スコットニー・エンド館の新しい主人としてやってきたヘンリー・カーゲートは、およそ誰からも好かれない人物だった。彼の横柄で世の中のすべてを憎むかのようなやり方に、村人はおろか使用人やロンドンの切手商さえ反感を抱く。しかし、一瓶の砒素が登場するまでは、誰も彼を殺そうなどともくろむ者はいなかった。皮肉なことに、その砒素を買った人物こそ、誰あろうカーゲート自身だったのだ。
彼が殺害されたのは、町を出ようとする列車の中だった。その方法とは彼の嗅ぎ煙草に砒素を混入するというもので、死んだとき被害者は一人、当然ながら犯人の姿はそばになかった。いくつもの偶然から、一見ただの心臓発作にしか見えないこの事件は殺人事件と判明する。そして捜査の過程で、犯人がきわめて犯意の低い―― ある意味で悪意のない人物だということが分かっていくのだ。
この本は容疑者の中のある人物が犯罪を犯すことができた非常に微妙なタイミングをさぐりあてていくという話なのだが、それは逆の見方をすれば犯人にとっても同じで、その人物が犯罪に手を染めたのは偶然と運のなせる業、もしくはそれに近い理由からなのだ。偶然の重なり、そしてタイミング、それこそが殺人が起きるもっとも大きな要因になりうるのであり、そこには何も私利私欲や悪魔の心などは必要ないのだ、と言っているように思える。

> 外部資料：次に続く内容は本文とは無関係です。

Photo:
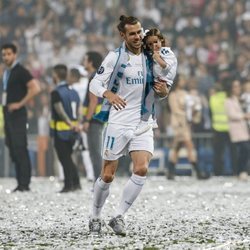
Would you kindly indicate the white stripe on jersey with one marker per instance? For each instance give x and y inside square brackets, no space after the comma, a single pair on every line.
[131,88]
[168,74]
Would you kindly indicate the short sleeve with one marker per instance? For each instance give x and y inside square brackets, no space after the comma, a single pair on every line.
[104,72]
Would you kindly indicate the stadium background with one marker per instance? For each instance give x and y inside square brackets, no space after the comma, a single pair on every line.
[211,40]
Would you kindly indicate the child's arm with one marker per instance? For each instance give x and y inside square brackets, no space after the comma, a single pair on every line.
[159,60]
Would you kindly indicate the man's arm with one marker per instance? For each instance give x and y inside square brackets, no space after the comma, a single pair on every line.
[33,89]
[93,102]
[161,89]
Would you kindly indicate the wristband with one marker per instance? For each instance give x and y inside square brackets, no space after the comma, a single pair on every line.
[86,120]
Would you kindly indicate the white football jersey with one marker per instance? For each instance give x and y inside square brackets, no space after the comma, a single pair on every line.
[167,74]
[131,88]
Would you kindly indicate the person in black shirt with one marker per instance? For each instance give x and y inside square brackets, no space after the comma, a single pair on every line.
[92,105]
[64,125]
[18,88]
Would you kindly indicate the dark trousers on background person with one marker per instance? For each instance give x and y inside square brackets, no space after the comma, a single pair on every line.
[243,150]
[15,127]
[64,152]
[221,141]
[94,136]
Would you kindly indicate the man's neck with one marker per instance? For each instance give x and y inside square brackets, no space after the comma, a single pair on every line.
[12,65]
[133,50]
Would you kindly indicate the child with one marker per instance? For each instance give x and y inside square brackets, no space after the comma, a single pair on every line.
[164,68]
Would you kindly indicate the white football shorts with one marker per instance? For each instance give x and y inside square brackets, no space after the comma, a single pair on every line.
[119,140]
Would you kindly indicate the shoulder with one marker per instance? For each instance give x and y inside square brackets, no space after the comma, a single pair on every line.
[108,62]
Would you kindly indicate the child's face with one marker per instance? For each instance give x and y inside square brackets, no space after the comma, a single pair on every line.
[247,87]
[154,43]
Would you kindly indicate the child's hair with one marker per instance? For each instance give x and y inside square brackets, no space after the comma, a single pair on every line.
[154,32]
[126,20]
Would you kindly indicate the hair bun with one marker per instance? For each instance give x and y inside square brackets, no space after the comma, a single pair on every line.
[122,17]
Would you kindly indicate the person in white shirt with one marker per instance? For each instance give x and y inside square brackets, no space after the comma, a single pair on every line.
[123,88]
[164,68]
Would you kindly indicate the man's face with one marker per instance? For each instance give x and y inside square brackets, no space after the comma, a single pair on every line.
[133,36]
[54,77]
[8,57]
[86,63]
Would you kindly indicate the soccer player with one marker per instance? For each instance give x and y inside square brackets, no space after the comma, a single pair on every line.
[124,80]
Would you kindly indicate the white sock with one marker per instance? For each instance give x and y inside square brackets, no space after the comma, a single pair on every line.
[101,192]
[130,193]
[88,165]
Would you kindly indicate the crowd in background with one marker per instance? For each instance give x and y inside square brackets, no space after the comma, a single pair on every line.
[210,38]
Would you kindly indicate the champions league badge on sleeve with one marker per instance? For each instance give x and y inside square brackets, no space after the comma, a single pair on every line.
[100,70]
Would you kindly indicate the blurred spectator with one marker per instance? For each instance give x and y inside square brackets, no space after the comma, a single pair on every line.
[180,121]
[238,129]
[220,126]
[208,37]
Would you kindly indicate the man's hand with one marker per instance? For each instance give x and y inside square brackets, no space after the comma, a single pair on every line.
[161,88]
[115,100]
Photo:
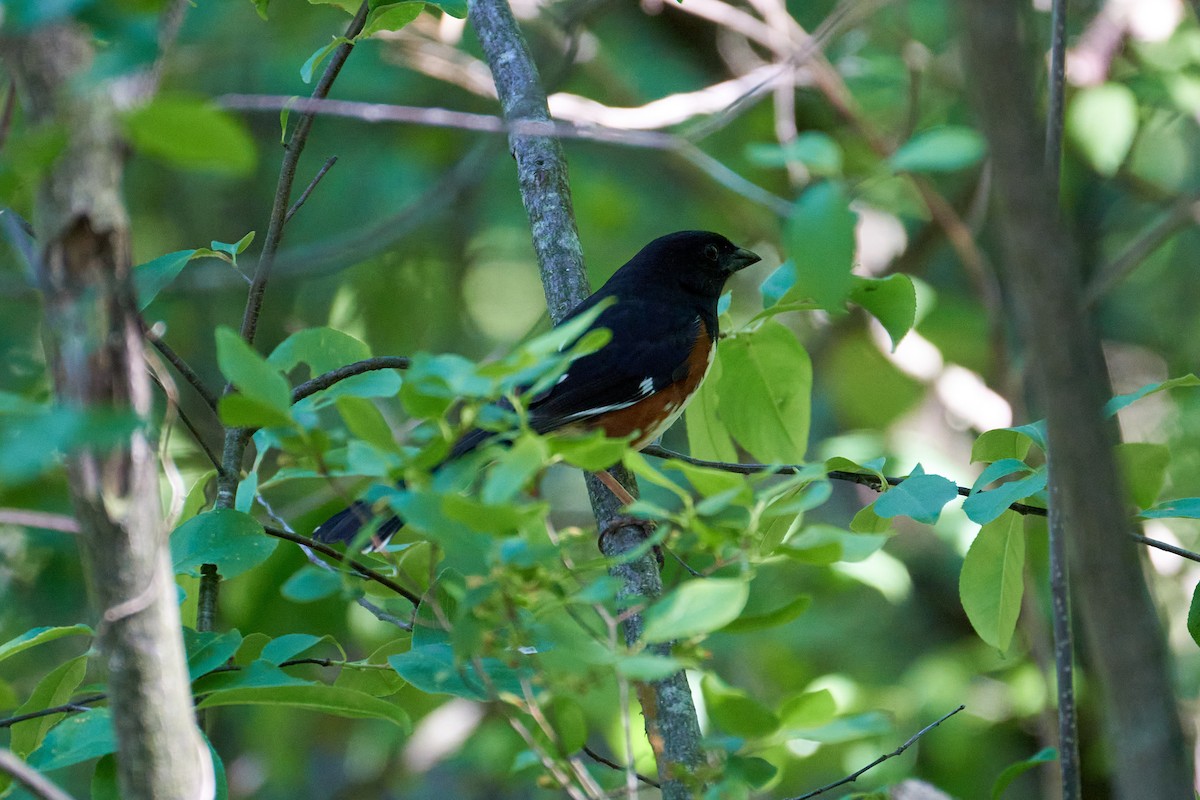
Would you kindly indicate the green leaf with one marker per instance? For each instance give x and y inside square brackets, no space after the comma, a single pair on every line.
[809,710]
[1102,121]
[257,674]
[238,410]
[233,250]
[826,545]
[1000,443]
[751,770]
[1185,507]
[365,421]
[315,697]
[919,495]
[707,435]
[1144,467]
[696,607]
[993,581]
[313,61]
[391,17]
[514,470]
[310,583]
[154,276]
[891,300]
[232,540]
[648,667]
[735,711]
[207,650]
[570,723]
[36,636]
[323,349]
[820,240]
[765,392]
[191,133]
[253,377]
[856,726]
[453,7]
[1193,617]
[943,149]
[591,452]
[288,645]
[816,150]
[433,668]
[773,599]
[53,690]
[1013,771]
[1122,401]
[76,739]
[983,507]
[103,780]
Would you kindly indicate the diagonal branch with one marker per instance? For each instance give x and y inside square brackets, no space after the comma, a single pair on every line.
[671,722]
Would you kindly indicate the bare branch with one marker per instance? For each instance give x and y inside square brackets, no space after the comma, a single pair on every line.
[307,191]
[487,124]
[39,519]
[334,376]
[912,739]
[358,566]
[36,783]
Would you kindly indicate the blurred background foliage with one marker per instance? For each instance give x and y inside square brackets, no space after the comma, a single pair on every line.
[417,241]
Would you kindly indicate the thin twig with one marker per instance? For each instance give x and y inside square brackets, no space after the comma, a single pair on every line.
[358,566]
[384,617]
[180,365]
[307,191]
[851,779]
[36,783]
[489,124]
[597,757]
[1055,92]
[348,371]
[873,482]
[292,151]
[10,106]
[237,439]
[1183,212]
[39,519]
[73,705]
[1165,547]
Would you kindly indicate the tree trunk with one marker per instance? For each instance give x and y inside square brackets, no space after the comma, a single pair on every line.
[95,352]
[1067,371]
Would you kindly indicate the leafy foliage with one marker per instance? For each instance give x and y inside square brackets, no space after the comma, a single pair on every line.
[821,619]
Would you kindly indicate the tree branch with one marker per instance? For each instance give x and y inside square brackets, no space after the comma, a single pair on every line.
[1067,368]
[237,438]
[95,353]
[855,776]
[671,722]
[358,566]
[328,379]
[36,783]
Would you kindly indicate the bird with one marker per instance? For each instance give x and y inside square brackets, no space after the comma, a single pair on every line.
[661,314]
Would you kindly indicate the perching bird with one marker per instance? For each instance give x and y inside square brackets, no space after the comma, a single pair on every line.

そう考えると、『善意の殺人』というのはちょっと言い過ぎのような気がするが、短くて的を得たタイトルとも言えるだろう。
ミステリ・ファンとして読み応えのある部分は、言うまでもなくこの犯人が得た針の目を通すような犯行の機会を捜査側がさぐりあてていく過程であり、捜査にあたるフェンビー警部という人物の緻密にして見事な捜査と推理には思わず引き込まれるし、地道な調査が徐々に実を結んでいくところなどは、深い滋味すらおぼえるほどだ。
しかし、この話の本当の読みどころは、事件の始まりから終りまでが一つの裁判として綴られるところにある。そう、この作品は実によくできた裁判ミステリでもあるのだ。

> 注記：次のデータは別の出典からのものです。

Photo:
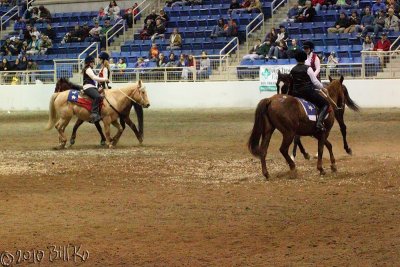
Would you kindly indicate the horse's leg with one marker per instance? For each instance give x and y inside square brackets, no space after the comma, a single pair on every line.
[332,157]
[339,114]
[115,139]
[74,130]
[284,149]
[321,143]
[100,130]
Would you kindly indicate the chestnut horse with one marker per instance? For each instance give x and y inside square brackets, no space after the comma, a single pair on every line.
[283,86]
[116,101]
[64,84]
[285,113]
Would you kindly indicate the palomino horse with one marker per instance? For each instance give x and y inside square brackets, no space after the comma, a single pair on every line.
[285,113]
[116,101]
[64,84]
[283,86]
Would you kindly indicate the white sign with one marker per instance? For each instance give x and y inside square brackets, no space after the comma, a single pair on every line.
[269,76]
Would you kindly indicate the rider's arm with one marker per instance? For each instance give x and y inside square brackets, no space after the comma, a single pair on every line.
[314,79]
[94,77]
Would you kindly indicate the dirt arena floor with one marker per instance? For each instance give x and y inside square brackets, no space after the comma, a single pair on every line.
[192,195]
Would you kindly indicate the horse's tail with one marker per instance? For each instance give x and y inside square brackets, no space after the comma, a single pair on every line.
[52,114]
[349,102]
[260,121]
[139,114]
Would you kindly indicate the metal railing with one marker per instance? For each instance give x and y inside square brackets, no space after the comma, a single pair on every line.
[7,16]
[114,30]
[224,56]
[250,30]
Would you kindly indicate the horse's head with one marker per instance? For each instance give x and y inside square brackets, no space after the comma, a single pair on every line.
[142,99]
[283,83]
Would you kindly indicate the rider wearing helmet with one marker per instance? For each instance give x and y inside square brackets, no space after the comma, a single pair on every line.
[90,89]
[105,71]
[304,82]
[312,58]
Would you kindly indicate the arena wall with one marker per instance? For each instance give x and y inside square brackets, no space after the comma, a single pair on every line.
[367,93]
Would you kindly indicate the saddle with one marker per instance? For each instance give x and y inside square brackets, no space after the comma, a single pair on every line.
[82,100]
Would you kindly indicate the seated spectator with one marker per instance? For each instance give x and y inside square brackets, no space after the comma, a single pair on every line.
[153,52]
[368,45]
[159,30]
[293,12]
[163,17]
[353,21]
[234,5]
[392,21]
[218,30]
[45,44]
[172,62]
[259,50]
[161,61]
[306,14]
[33,46]
[175,40]
[378,5]
[231,28]
[44,15]
[341,24]
[94,33]
[376,27]
[293,48]
[49,31]
[147,31]
[366,20]
[113,10]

とはいえ、話の主体は過去の事件にあり、それを法廷ものの体裁を借りて語ってゆくという形式なので、新しい証人が現れるたび過去の場面に遡る、いわば回想リレーとでもいうべき展開になっている。これが一種の趣向としてお話を面白くしているのだ。法廷を舞台にしたミステリには詳しくないが、この本の解説にも名前が登場するバークリー/アイルズの『殺意』あたりが斬新だったように、この物語も当時はかなり斬新なものとして迎えられたのだろう。テーマや切り口などは地味ながら、今読んでも躍動するような”新しさ”が伝わってくる。芳醇で、斬新、そしてどこかやさしい物語だった。